Horizon Discovery, Rutgers Join Forces for Gene Editing

January 28, 2019
Pharmaceutical Technology Editors
Pharmaceutical Technology's In the Lab eNewsletter
Volume 14, Issue 2

Horizon and Rutgers University will partner to develop and commercialize new gene editing technology for therapeutic and research applications.

On Jan. 28, 2019, gene editing company Horizon Discovery Group announced that it has entered into an exclusive strategic partnership with Rutgers, The State University of New Jersey, to develop and commercialize a gene editing technology known as base editing.

Under the partnership, Horizon and Rutgers will further develop the base editing platform from the laboratory of Dr. Shengkan Jin, associate professor of pharmacology at Rutgers Robert Wood Johnson Medical School. As part of the agreement, Horizon has made a non-material payment to Rutgers for an option to exclusively license the base editing technology for use in all therapeutic applications. Horizon will also fund further research in base editing at Rutgers while undertaking evaluation and proof-of-concept studies at Horizon. According to Horizon, the technology has potential applications in the development of new cell therapies and will expand the company’s research tools and services.

Base editing is a technology platform for engineering DNA or genes in cells that has the potential to correct errors or mutations in the DNA by modifying genes using an enzyme. Horizon reports that compared to currently available gene editing methodologies such as CRISPR/Cas9-which creates ‘cuts’ in the gene that can lead to adverse or negative effects-this new technology allows for more accurate gene editing while reducing unintended genomic changes.
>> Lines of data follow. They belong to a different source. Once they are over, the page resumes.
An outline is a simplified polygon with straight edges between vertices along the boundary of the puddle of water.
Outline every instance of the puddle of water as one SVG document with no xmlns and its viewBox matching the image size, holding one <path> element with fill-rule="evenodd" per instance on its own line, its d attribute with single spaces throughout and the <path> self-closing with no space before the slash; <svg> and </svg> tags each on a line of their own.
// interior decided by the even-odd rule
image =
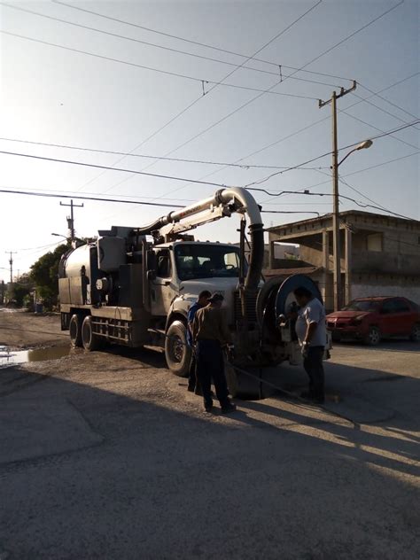
<svg viewBox="0 0 420 560">
<path fill-rule="evenodd" d="M 70 354 L 70 346 L 51 346 L 33 350 L 11 350 L 8 346 L 0 346 L 0 369 L 27 362 L 43 362 L 57 360 Z"/>
</svg>

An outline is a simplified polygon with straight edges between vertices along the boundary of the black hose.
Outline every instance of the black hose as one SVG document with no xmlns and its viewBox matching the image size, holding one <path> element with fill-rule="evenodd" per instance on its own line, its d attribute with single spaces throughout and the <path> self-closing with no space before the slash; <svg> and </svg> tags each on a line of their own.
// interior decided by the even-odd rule
<svg viewBox="0 0 420 560">
<path fill-rule="evenodd" d="M 264 229 L 262 223 L 251 225 L 249 231 L 251 252 L 245 287 L 247 291 L 256 292 L 261 278 L 261 270 L 264 264 Z"/>
</svg>

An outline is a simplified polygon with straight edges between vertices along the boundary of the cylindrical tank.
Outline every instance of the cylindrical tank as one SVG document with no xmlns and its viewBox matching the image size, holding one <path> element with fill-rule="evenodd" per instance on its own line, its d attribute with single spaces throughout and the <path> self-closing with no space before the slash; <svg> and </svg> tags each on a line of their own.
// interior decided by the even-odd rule
<svg viewBox="0 0 420 560">
<path fill-rule="evenodd" d="M 97 258 L 96 253 L 94 245 L 84 245 L 67 253 L 64 257 L 64 276 L 80 276 L 82 267 L 84 267 L 86 276 L 90 278 L 92 263 Z"/>
</svg>

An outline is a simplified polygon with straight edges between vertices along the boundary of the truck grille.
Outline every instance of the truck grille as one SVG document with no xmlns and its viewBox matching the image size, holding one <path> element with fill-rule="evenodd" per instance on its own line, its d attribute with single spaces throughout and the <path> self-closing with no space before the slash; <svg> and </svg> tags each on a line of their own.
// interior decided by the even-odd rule
<svg viewBox="0 0 420 560">
<path fill-rule="evenodd" d="M 257 295 L 256 293 L 245 294 L 246 318 L 248 319 L 248 323 L 257 323 Z M 242 316 L 241 298 L 238 292 L 235 292 L 234 294 L 234 313 L 235 323 L 242 323 L 244 317 Z"/>
</svg>

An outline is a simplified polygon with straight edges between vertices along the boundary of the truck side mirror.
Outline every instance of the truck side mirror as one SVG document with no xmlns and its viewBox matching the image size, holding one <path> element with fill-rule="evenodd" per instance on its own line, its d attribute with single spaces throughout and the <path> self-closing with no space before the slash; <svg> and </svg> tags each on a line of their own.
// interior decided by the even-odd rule
<svg viewBox="0 0 420 560">
<path fill-rule="evenodd" d="M 146 256 L 147 270 L 156 270 L 156 253 L 149 250 Z"/>
</svg>

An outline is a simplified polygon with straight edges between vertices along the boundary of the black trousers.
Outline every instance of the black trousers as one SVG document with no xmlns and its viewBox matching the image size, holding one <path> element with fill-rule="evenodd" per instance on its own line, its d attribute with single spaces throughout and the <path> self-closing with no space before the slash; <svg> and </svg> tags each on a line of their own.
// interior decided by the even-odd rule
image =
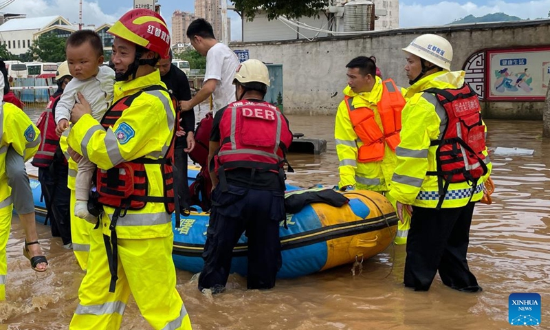
<svg viewBox="0 0 550 330">
<path fill-rule="evenodd" d="M 475 203 L 456 208 L 414 207 L 407 237 L 405 286 L 427 291 L 436 273 L 452 289 L 477 292 L 466 254 Z"/>
<path fill-rule="evenodd" d="M 174 182 L 177 187 L 177 195 L 179 196 L 179 208 L 189 208 L 189 183 L 187 182 L 187 153 L 184 149 L 187 148 L 187 142 L 184 139 L 176 138 L 174 147 L 174 162 L 177 170 L 174 171 Z"/>
<path fill-rule="evenodd" d="M 270 289 L 281 266 L 279 223 L 285 219 L 283 192 L 230 185 L 212 192 L 212 207 L 199 277 L 199 289 L 223 290 L 233 248 L 243 232 L 248 239 L 248 289 Z"/>
<path fill-rule="evenodd" d="M 67 187 L 69 166 L 54 162 L 50 167 L 38 168 L 38 181 L 52 223 L 52 236 L 60 236 L 63 245 L 71 239 L 71 190 Z"/>
</svg>

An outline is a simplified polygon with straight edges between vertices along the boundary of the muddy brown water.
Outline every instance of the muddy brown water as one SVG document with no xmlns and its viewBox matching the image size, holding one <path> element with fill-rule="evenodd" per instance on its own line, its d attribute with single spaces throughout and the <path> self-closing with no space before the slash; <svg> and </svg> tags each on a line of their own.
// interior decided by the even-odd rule
<svg viewBox="0 0 550 330">
<path fill-rule="evenodd" d="M 28 111 L 36 120 L 39 111 Z M 204 111 L 201 111 L 204 113 Z M 328 142 L 321 155 L 292 155 L 289 182 L 304 187 L 338 183 L 338 157 L 331 116 L 289 116 L 295 133 Z M 270 291 L 247 291 L 245 279 L 231 275 L 228 290 L 206 296 L 193 274 L 177 270 L 177 289 L 195 329 L 504 329 L 508 296 L 538 292 L 542 323 L 550 329 L 550 142 L 540 138 L 542 122 L 487 120 L 488 144 L 535 150 L 531 157 L 495 156 L 496 185 L 492 206 L 478 205 L 470 232 L 469 261 L 483 292 L 463 294 L 436 278 L 428 292 L 402 285 L 405 250 L 388 248 L 364 263 L 360 276 L 351 265 L 296 279 L 279 280 Z M 6 302 L 0 303 L 1 329 L 67 329 L 78 304 L 84 274 L 71 251 L 49 227 L 37 225 L 50 263 L 33 272 L 21 253 L 24 235 L 14 217 L 8 242 Z M 148 329 L 135 302 L 122 329 Z"/>
</svg>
The technology is expected to have a significant impact in enabling cell therapies to be progressed through clinical development and towards commercialization.
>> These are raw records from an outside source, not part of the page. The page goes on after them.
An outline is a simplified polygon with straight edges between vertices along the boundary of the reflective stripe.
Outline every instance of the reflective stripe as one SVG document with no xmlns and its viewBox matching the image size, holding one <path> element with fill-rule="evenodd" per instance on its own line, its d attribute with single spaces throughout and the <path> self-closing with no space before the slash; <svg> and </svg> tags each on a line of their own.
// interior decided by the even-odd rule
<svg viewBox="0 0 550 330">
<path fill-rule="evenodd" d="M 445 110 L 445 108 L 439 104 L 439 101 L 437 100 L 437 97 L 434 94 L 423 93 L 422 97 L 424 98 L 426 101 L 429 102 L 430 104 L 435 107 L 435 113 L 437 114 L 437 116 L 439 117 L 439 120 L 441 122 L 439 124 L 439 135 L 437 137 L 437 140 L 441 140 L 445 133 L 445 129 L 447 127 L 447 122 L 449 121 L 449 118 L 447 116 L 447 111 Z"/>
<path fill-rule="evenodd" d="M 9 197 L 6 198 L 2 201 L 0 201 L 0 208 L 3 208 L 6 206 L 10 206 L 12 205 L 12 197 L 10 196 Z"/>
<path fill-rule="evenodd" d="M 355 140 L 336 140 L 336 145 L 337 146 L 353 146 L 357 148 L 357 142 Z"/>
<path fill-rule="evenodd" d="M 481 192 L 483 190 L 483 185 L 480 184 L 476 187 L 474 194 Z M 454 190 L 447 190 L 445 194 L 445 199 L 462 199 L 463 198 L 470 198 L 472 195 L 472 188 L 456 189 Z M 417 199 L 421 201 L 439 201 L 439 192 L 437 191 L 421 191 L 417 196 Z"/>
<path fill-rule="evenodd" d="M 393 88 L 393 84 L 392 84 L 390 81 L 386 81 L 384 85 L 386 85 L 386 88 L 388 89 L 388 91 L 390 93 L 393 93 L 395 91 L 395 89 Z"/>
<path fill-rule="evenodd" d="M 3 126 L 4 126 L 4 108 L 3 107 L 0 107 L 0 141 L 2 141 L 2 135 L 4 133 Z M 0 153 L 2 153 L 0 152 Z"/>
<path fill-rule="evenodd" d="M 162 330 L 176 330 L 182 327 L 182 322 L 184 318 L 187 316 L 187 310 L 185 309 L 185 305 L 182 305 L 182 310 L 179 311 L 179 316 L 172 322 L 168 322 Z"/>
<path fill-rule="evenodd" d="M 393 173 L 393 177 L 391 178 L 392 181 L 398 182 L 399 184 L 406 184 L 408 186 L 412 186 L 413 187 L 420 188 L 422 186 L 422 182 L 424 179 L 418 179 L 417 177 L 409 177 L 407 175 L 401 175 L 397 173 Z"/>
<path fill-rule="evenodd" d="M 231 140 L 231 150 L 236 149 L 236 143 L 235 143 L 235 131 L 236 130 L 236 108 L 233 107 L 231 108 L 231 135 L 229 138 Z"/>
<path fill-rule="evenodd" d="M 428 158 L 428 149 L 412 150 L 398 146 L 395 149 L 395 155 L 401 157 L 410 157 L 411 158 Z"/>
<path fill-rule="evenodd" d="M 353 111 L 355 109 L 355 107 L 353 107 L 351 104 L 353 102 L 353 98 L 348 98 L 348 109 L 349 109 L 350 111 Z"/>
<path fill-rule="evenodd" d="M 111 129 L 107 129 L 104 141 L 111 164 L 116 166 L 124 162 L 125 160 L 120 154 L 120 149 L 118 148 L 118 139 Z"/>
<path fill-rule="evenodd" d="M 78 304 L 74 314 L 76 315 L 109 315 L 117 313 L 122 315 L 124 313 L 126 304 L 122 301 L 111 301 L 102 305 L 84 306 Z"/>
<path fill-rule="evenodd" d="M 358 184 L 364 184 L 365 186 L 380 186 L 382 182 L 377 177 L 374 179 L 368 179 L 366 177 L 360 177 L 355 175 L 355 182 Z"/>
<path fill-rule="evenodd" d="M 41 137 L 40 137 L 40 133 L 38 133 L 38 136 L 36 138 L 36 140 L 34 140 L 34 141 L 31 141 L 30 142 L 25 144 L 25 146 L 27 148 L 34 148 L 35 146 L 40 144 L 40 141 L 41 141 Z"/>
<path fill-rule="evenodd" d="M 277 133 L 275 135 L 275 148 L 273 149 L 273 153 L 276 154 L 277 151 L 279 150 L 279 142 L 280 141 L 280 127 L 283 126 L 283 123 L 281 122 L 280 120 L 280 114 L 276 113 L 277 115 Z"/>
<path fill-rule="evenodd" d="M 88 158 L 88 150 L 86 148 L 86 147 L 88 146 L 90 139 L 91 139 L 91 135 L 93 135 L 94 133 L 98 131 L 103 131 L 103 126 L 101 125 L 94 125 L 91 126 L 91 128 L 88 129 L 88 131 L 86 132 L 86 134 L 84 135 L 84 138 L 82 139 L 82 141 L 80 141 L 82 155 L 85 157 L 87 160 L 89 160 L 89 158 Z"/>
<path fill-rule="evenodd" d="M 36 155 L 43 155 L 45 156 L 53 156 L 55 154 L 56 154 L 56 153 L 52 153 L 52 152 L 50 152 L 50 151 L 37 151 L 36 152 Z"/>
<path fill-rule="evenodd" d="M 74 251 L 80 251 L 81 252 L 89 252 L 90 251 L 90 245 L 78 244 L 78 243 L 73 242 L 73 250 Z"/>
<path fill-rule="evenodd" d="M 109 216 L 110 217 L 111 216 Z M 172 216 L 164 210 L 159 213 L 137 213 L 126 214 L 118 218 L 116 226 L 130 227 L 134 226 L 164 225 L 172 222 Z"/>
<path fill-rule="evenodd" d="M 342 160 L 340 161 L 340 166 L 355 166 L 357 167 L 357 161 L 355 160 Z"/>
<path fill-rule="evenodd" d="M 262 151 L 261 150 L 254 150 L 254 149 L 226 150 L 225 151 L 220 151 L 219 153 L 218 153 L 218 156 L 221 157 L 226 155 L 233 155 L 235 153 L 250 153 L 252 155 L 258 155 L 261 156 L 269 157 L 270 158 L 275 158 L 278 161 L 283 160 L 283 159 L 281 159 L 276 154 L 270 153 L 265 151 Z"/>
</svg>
“The cytidine deaminase version of the technology alone could potentially be used for developing ex-vivo therapeutics such as gene-modified cells for sickle cell anemia and beta thalassemia, HIV-resistant cells for AIDS, and over-the-shelf chimeric antigen receptor [CAR]-T cells for leukemia, as well as in-vivo therapeutics for inherited genetic diseases,” Dr. Jin stated in a company press release. “The potential is enormous. In addition to the ‘simple’ diseases caused by a single genetic alteration event, the therapeutic strategy, in principle, could also be useful for treating diseases where permanently targeting a disease-related gene is beneficial.”